Le mot prisonnier, c’est pas un mot à sortir devant tout le monde

Le jour où il apprend qu’il va sortir, il laisse aux copains son ventilateur, son transistor, et se débarrasse de tout, sauf de son numéro de détenu qu’il n’arrive pas à se sortir de la tête, le 23425N. Hervé dit s’être vraiment « relâché » il y a quinze jours. « On sait ce qu’on a vécu mais pour en parler c’est très dur. Il faut avoir le coeur lourd et bien accroché pour tenir en prison ». Et puisque « le mot prisonnier, c’est pas un mot à sortir devant tout le monde » , il parle dorénavant de vie de château pour décrire sa vie de détenu, y compris à ses amis.
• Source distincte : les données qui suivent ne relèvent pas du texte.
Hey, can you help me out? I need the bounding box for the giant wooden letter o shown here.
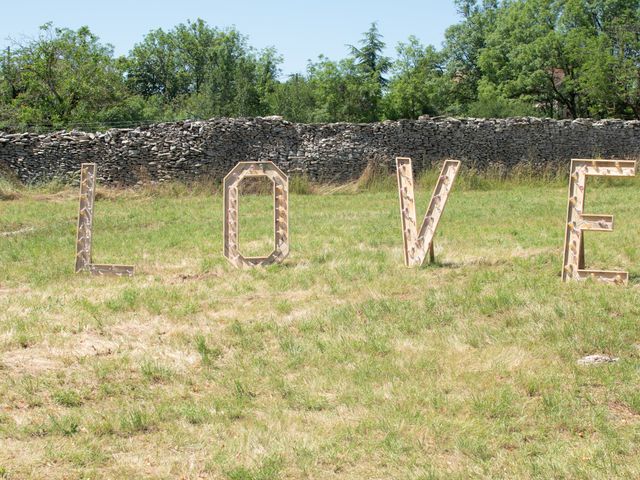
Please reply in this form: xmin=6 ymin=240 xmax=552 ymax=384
xmin=223 ymin=162 xmax=289 ymax=267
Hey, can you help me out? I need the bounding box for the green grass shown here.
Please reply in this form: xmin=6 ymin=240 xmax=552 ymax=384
xmin=0 ymin=172 xmax=640 ymax=480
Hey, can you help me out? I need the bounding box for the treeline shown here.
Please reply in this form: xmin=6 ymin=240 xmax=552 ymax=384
xmin=0 ymin=0 xmax=640 ymax=130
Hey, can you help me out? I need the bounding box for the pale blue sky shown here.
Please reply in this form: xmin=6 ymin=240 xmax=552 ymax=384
xmin=0 ymin=0 xmax=458 ymax=74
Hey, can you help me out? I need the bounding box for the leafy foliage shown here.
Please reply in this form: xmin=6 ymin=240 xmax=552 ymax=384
xmin=0 ymin=5 xmax=640 ymax=130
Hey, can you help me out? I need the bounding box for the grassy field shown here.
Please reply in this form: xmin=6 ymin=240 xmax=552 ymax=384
xmin=0 ymin=173 xmax=640 ymax=480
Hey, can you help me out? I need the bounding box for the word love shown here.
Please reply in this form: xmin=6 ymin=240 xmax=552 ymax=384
xmin=76 ymin=157 xmax=636 ymax=284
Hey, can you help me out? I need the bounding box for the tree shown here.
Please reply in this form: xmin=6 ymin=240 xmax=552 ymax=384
xmin=2 ymin=23 xmax=126 ymax=127
xmin=383 ymin=36 xmax=446 ymax=119
xmin=443 ymin=0 xmax=503 ymax=113
xmin=349 ymin=22 xmax=391 ymax=122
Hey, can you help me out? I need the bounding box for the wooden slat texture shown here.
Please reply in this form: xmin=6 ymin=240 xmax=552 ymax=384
xmin=75 ymin=163 xmax=134 ymax=277
xmin=562 ymin=159 xmax=636 ymax=283
xmin=223 ymin=162 xmax=289 ymax=267
xmin=396 ymin=157 xmax=460 ymax=267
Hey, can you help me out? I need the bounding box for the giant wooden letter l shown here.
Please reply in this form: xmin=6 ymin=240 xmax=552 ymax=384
xmin=223 ymin=162 xmax=289 ymax=267
xmin=76 ymin=163 xmax=133 ymax=277
xmin=396 ymin=157 xmax=460 ymax=267
xmin=562 ymin=160 xmax=636 ymax=283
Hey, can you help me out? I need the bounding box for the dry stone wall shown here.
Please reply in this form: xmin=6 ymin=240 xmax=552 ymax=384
xmin=0 ymin=117 xmax=640 ymax=185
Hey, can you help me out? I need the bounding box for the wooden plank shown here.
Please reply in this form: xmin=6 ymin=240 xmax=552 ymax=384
xmin=75 ymin=163 xmax=134 ymax=277
xmin=562 ymin=159 xmax=636 ymax=283
xmin=223 ymin=162 xmax=289 ymax=268
xmin=396 ymin=157 xmax=460 ymax=267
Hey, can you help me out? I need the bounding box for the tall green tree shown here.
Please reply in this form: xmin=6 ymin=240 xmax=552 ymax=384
xmin=349 ymin=22 xmax=391 ymax=122
xmin=383 ymin=36 xmax=446 ymax=119
xmin=2 ymin=23 xmax=126 ymax=127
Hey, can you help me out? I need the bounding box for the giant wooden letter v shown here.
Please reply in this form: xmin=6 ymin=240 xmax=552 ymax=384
xmin=396 ymin=157 xmax=460 ymax=267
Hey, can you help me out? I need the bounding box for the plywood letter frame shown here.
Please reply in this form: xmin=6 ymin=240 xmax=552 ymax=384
xmin=223 ymin=162 xmax=289 ymax=267
xmin=562 ymin=159 xmax=636 ymax=284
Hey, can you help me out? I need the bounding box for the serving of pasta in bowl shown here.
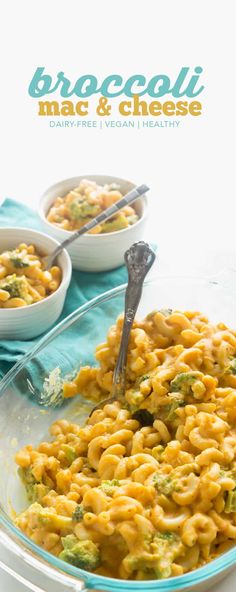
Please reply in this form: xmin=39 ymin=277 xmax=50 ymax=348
xmin=0 ymin=228 xmax=71 ymax=339
xmin=39 ymin=175 xmax=147 ymax=271
xmin=0 ymin=278 xmax=236 ymax=592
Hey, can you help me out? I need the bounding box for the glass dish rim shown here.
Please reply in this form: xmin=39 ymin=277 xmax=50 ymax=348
xmin=0 ymin=275 xmax=236 ymax=591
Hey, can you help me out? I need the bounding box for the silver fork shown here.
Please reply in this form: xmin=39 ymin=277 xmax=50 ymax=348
xmin=90 ymin=241 xmax=156 ymax=415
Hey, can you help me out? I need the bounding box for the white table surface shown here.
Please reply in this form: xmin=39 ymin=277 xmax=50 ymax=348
xmin=0 ymin=197 xmax=236 ymax=592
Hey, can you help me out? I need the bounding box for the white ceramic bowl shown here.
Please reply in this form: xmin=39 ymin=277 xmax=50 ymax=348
xmin=0 ymin=228 xmax=72 ymax=340
xmin=39 ymin=175 xmax=147 ymax=271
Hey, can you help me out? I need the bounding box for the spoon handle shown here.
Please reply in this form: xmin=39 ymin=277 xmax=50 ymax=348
xmin=46 ymin=185 xmax=149 ymax=269
xmin=112 ymin=241 xmax=156 ymax=399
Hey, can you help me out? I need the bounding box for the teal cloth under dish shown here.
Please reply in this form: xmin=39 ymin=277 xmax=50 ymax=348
xmin=0 ymin=199 xmax=127 ymax=378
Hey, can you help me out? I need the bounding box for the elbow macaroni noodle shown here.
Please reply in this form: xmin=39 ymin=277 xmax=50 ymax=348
xmin=47 ymin=179 xmax=138 ymax=234
xmin=0 ymin=243 xmax=61 ymax=309
xmin=16 ymin=311 xmax=236 ymax=579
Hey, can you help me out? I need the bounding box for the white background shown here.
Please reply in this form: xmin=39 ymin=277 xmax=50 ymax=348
xmin=0 ymin=0 xmax=236 ymax=592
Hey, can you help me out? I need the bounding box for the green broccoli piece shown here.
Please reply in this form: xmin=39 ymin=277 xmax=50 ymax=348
xmin=10 ymin=251 xmax=29 ymax=269
xmin=139 ymin=374 xmax=150 ymax=384
xmin=18 ymin=467 xmax=49 ymax=503
xmin=132 ymin=409 xmax=154 ymax=427
xmin=99 ymin=479 xmax=120 ymax=495
xmin=225 ymin=489 xmax=236 ymax=514
xmin=59 ymin=534 xmax=100 ymax=571
xmin=153 ymin=473 xmax=175 ymax=495
xmin=226 ymin=358 xmax=236 ymax=375
xmin=0 ymin=273 xmax=32 ymax=304
xmin=72 ymin=504 xmax=84 ymax=522
xmin=69 ymin=200 xmax=101 ymax=220
xmin=170 ymin=372 xmax=197 ymax=395
xmin=165 ymin=399 xmax=186 ymax=421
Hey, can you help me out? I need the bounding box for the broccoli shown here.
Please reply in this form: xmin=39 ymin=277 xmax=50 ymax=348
xmin=226 ymin=358 xmax=236 ymax=375
xmin=10 ymin=251 xmax=29 ymax=269
xmin=157 ymin=531 xmax=177 ymax=542
xmin=124 ymin=533 xmax=183 ymax=579
xmin=132 ymin=409 xmax=154 ymax=426
xmin=62 ymin=444 xmax=76 ymax=465
xmin=18 ymin=467 xmax=49 ymax=503
xmin=69 ymin=200 xmax=101 ymax=220
xmin=159 ymin=308 xmax=173 ymax=317
xmin=138 ymin=374 xmax=150 ymax=384
xmin=127 ymin=214 xmax=138 ymax=226
xmin=99 ymin=479 xmax=120 ymax=495
xmin=165 ymin=399 xmax=186 ymax=421
xmin=225 ymin=489 xmax=236 ymax=514
xmin=59 ymin=534 xmax=100 ymax=571
xmin=153 ymin=473 xmax=175 ymax=495
xmin=0 ymin=273 xmax=32 ymax=304
xmin=72 ymin=504 xmax=84 ymax=522
xmin=170 ymin=372 xmax=197 ymax=395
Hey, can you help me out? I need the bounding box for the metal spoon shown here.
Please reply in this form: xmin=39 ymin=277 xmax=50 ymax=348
xmin=44 ymin=185 xmax=149 ymax=269
xmin=90 ymin=241 xmax=156 ymax=415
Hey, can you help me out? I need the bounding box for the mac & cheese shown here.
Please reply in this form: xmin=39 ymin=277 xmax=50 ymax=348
xmin=47 ymin=179 xmax=138 ymax=234
xmin=16 ymin=311 xmax=236 ymax=580
xmin=0 ymin=243 xmax=61 ymax=308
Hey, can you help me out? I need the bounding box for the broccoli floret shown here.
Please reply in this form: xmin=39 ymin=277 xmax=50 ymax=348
xmin=0 ymin=273 xmax=32 ymax=304
xmin=59 ymin=534 xmax=100 ymax=571
xmin=132 ymin=409 xmax=154 ymax=426
xmin=99 ymin=479 xmax=120 ymax=495
xmin=18 ymin=467 xmax=49 ymax=503
xmin=62 ymin=444 xmax=76 ymax=465
xmin=10 ymin=251 xmax=29 ymax=269
xmin=227 ymin=358 xmax=236 ymax=375
xmin=225 ymin=489 xmax=236 ymax=514
xmin=153 ymin=473 xmax=175 ymax=495
xmin=69 ymin=200 xmax=101 ymax=220
xmin=165 ymin=399 xmax=186 ymax=421
xmin=170 ymin=372 xmax=197 ymax=395
xmin=72 ymin=504 xmax=84 ymax=522
xmin=124 ymin=533 xmax=183 ymax=579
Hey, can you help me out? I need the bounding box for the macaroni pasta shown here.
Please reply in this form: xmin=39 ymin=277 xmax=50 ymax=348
xmin=16 ymin=310 xmax=236 ymax=580
xmin=47 ymin=179 xmax=138 ymax=234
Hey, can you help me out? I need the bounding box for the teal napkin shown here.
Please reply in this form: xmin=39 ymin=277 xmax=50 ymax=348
xmin=0 ymin=199 xmax=127 ymax=379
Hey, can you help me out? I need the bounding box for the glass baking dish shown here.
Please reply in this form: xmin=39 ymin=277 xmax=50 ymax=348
xmin=0 ymin=276 xmax=236 ymax=592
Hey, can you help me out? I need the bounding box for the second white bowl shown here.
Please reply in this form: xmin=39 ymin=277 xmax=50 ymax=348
xmin=0 ymin=228 xmax=72 ymax=340
xmin=39 ymin=175 xmax=147 ymax=271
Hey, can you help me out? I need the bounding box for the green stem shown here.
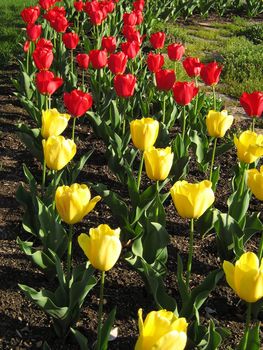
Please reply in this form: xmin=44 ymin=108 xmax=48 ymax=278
xmin=137 ymin=154 xmax=144 ymax=192
xmin=71 ymin=117 xmax=76 ymax=142
xmin=67 ymin=225 xmax=73 ymax=283
xmin=182 ymin=106 xmax=186 ymax=140
xmin=209 ymin=138 xmax=217 ymax=181
xmin=242 ymin=303 xmax=251 ymax=350
xmin=96 ymin=271 xmax=105 ymax=350
xmin=186 ymin=218 xmax=194 ymax=290
xmin=213 ymin=85 xmax=216 ymax=111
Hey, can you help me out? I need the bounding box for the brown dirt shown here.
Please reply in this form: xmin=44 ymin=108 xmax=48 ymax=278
xmin=0 ymin=63 xmax=263 ymax=350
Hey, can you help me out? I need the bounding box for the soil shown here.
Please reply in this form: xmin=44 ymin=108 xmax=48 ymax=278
xmin=0 ymin=60 xmax=263 ymax=350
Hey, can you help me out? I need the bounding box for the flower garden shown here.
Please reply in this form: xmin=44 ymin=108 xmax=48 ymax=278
xmin=0 ymin=0 xmax=263 ymax=350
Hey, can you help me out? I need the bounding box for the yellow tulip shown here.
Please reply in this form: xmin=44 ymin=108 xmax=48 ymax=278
xmin=234 ymin=130 xmax=263 ymax=164
xmin=130 ymin=118 xmax=159 ymax=151
xmin=78 ymin=224 xmax=121 ymax=271
xmin=135 ymin=309 xmax=187 ymax=350
xmin=144 ymin=147 xmax=174 ymax=181
xmin=170 ymin=180 xmax=215 ymax=219
xmin=41 ymin=108 xmax=70 ymax=139
xmin=223 ymin=252 xmax=263 ymax=303
xmin=247 ymin=166 xmax=263 ymax=201
xmin=206 ymin=110 xmax=234 ymax=137
xmin=42 ymin=136 xmax=77 ymax=170
xmin=55 ymin=183 xmax=101 ymax=225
Heureusement, son employeur l’a repris, quatre jours après sa sortie mais, dans une autre boucherie que celle dans laquelle il travaillait auparavant, histoire de ne pas avoir à se justifier devant tous les clients qu’il n’a plus revus. « t’as pas touché un couteau pendant un an, et tu n’as pas perdu la main » lui félicite son employeur. Il en est maintenant très fier. Son procès n’ayant toujours pas eu lieu, il profite encore d’avoir un casier judiciaire vierge pour tenter sa chance aux Pompiers de paris. Demain, il va retourner derrière le comptoir avec le tablier et la cravate qui lui ont tant manqué. Et puis il va dénerver, désosser et dépiécer avec dans son esprit ce procès qui doit arriver bientôt mais qu’il attend toujours.